The synopsis should be no more than one side of A4 and should tell me the narrative arc of the whole book so that I know what happens after the first 10,000 words. Simple as that.
In her excellent book about selling commercial fiction, From Pitch to Publication, agent Carole Blake says that the synopsis should answer the following key questions:
- Whose story is it? (Make it clear who the central character is.)
- What do they want and what stops them getting it? (What is the central character trying to achieve, and what are they up against as they try?)
- How do they get it? (Is the plot compelling and page-turning?)
Describe the action, and lay out the plot in the order the reader will encounter it, without doing it chapter number by chapter number.
Describe the characters in brief and compelling detail, without a full ‘back story’. Give a word count if the book is finished; estimated extent if not.
Publishers are trying to fill gaps in non-fiction publishing, so it’s essential that what you send shows how your book fits with existing material – what fresh information do you have; what new insight can you bring?
If you can, quote which section of the bookshop your title would be stocked in (don’t just say the table at the front!) and list subjects/well-known examples of books already existing in this category.
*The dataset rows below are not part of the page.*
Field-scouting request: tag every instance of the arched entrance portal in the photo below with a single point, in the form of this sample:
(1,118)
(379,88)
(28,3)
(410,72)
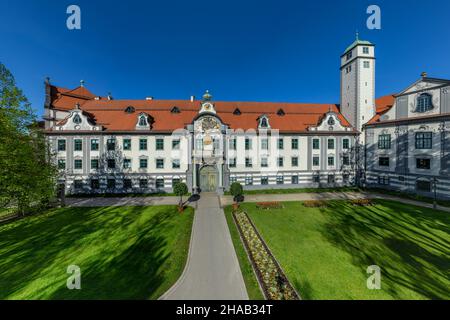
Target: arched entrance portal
(208,178)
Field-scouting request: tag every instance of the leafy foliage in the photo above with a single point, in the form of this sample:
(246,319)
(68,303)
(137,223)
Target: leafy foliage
(27,178)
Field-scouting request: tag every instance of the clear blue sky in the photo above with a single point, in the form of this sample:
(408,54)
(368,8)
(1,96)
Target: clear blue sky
(240,50)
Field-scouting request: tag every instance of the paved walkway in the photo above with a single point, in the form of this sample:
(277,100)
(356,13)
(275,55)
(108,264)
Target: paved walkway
(227,200)
(212,271)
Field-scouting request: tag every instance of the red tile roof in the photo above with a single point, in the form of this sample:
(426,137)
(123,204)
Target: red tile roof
(111,114)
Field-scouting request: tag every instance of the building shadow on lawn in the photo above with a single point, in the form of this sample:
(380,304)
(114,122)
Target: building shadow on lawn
(119,257)
(410,245)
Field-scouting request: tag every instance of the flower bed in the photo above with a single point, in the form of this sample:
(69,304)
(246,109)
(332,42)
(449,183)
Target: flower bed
(362,202)
(315,203)
(269,205)
(274,283)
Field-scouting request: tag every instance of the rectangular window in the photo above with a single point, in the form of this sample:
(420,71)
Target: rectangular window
(111,163)
(142,144)
(345,143)
(143,163)
(78,145)
(264,162)
(264,180)
(384,141)
(383,161)
(126,144)
(265,144)
(331,161)
(78,164)
(159,163)
(330,143)
(316,144)
(248,162)
(423,185)
(94,164)
(176,164)
(61,164)
(423,163)
(280,144)
(424,140)
(95,184)
(176,144)
(127,163)
(159,144)
(280,161)
(248,144)
(61,145)
(94,144)
(111,144)
(316,161)
(383,180)
(127,184)
(143,183)
(345,160)
(280,180)
(232,144)
(294,144)
(111,183)
(78,184)
(159,183)
(199,144)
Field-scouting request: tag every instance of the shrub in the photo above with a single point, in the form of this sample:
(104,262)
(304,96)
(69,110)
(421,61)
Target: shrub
(269,205)
(315,204)
(362,202)
(236,190)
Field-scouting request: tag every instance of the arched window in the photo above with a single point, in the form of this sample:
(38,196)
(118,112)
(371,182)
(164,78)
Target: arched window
(143,120)
(77,119)
(424,103)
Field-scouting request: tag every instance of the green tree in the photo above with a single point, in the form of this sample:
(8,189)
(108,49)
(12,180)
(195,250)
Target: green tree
(180,189)
(27,177)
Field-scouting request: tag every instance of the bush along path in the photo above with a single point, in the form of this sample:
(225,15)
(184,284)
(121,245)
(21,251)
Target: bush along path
(271,277)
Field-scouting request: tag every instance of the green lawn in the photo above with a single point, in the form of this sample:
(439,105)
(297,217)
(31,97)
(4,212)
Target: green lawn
(325,252)
(123,252)
(299,190)
(251,283)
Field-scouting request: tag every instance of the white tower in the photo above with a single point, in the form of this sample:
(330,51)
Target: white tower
(358,83)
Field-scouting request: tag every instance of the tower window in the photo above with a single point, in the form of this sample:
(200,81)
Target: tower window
(424,103)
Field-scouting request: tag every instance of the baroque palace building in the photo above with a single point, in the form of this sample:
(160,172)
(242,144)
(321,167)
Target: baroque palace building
(104,145)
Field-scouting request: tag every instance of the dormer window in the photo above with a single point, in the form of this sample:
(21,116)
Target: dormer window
(175,109)
(424,103)
(77,119)
(264,122)
(331,121)
(143,122)
(130,109)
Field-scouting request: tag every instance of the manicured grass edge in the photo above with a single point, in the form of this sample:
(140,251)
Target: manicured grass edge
(251,283)
(184,242)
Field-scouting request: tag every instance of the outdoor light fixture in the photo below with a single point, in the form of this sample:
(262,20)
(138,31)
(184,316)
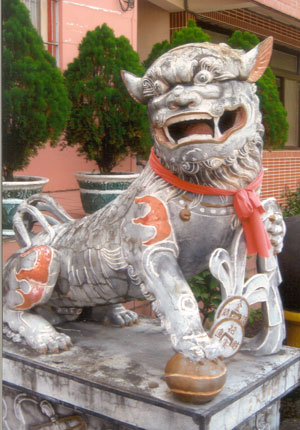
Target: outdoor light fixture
(126,4)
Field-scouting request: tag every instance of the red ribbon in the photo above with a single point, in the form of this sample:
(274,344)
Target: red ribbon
(246,203)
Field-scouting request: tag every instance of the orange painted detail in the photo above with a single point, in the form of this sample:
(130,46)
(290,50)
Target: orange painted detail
(37,277)
(157,217)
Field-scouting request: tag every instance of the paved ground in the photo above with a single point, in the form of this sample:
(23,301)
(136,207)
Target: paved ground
(70,200)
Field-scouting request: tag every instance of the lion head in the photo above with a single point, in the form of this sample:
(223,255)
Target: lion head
(204,111)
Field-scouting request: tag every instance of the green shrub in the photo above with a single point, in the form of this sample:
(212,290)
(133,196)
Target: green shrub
(35,101)
(105,124)
(206,290)
(273,112)
(291,206)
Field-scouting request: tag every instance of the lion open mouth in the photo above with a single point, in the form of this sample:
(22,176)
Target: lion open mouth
(201,127)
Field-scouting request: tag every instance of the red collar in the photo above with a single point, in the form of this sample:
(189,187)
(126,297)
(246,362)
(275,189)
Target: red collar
(246,202)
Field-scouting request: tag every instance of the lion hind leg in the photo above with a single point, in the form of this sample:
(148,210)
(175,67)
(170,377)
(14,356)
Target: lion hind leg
(30,279)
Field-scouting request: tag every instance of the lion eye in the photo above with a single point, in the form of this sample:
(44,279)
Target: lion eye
(160,87)
(203,77)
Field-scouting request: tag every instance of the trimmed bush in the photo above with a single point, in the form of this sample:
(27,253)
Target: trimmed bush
(274,114)
(35,100)
(105,124)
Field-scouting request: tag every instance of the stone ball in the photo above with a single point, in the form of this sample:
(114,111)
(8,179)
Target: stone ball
(195,382)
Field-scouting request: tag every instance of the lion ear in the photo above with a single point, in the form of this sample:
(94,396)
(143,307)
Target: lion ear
(134,86)
(255,62)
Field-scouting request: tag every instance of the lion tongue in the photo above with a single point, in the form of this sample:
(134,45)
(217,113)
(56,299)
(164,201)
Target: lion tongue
(199,128)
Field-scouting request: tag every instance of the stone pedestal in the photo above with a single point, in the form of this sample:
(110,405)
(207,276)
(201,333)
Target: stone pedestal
(113,379)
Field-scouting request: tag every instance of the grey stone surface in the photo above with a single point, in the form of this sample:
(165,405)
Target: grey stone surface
(119,374)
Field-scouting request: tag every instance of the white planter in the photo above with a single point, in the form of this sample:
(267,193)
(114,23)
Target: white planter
(97,190)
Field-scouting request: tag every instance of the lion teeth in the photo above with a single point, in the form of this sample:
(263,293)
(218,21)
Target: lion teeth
(187,117)
(195,138)
(217,133)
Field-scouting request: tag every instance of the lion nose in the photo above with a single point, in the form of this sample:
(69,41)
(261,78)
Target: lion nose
(182,97)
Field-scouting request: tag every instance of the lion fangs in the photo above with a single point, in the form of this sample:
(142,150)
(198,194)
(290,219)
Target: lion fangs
(202,137)
(217,133)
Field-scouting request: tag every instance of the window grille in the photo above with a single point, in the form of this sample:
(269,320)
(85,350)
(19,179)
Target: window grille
(44,17)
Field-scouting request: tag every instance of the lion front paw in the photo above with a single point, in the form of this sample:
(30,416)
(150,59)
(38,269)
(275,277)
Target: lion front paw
(114,314)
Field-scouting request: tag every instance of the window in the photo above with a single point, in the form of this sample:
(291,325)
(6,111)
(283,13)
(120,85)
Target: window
(35,13)
(44,17)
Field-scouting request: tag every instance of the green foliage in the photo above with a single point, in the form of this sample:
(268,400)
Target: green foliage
(105,122)
(35,101)
(206,290)
(273,112)
(190,34)
(291,206)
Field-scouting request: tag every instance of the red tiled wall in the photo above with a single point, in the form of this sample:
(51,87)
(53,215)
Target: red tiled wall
(283,171)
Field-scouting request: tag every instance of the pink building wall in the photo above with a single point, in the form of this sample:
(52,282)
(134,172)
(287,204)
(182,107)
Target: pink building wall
(289,7)
(76,17)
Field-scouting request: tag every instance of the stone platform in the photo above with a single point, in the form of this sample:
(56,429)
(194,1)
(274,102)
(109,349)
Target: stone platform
(113,379)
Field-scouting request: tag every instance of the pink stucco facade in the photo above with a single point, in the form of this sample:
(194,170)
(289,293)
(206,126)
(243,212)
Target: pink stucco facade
(75,18)
(288,7)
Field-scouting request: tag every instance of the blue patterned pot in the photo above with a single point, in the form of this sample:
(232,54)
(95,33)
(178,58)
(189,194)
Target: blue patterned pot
(13,193)
(97,190)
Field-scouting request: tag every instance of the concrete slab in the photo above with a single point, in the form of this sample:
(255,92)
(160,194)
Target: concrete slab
(119,374)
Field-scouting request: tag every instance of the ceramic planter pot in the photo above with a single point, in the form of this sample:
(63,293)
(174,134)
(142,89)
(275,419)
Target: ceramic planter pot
(292,321)
(12,195)
(97,190)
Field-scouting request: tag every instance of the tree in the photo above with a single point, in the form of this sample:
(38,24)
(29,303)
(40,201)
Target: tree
(105,123)
(35,100)
(273,112)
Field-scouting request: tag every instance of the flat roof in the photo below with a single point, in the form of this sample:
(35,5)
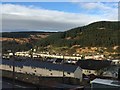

Booksellers are loathe to stock titles if they don’t know where to put them, and agents may be unwilling to back a title that has no natural home. A friend of a friend wanted to write a book on the menopause and to call it How Long Before I Can Hang-glide? A bookseller persuaded her that whilst this would make a very good subtitle, people looking for books on the subject would be in danger of not finding it – unless they were by chance looking in the sports section too.
- Say what the competition is, and why your book is different
- Sum up the market for the book, with facts, figures and snippets of interesting information (did you realise that rats make better pets for children than hamsters and can recognise their own names?)
- State your credentials for writing the book. Be imaginative; things you take for granted may be interesting to others
- Non-fiction is often accepted when still in draft form, so say how far you have progressed to date, and when you will have a manuscript ready by
- Does it need illustration?
- Give a word count.
The importance of the title
Whether you are writing fiction or non-fiction, it’s tempting to think that writing the book is the really important thing, and that the book title can grow out of the writing later. Wrong. The title is hugely important: it should catch the agent’s attention and stick in the memory. Think how the same thing works for you with films and plays: a good title can pull people in. Literary novelist Joanna Briscoe received a whole new level of attention when her third book was entitled Sleep With Me and given an enticing cover. (Previous titles, Skin and Mothers And Other Lovers, although well reviewed, had not sold as well.)
'The title matters hugely. I want something that excites me, something that will draw a similarly instant reaction from any publisher I mention it to. So go for something that is topical, intriguing or witty and to the point.' Heather Holden-Brown, hhb agency Ltd.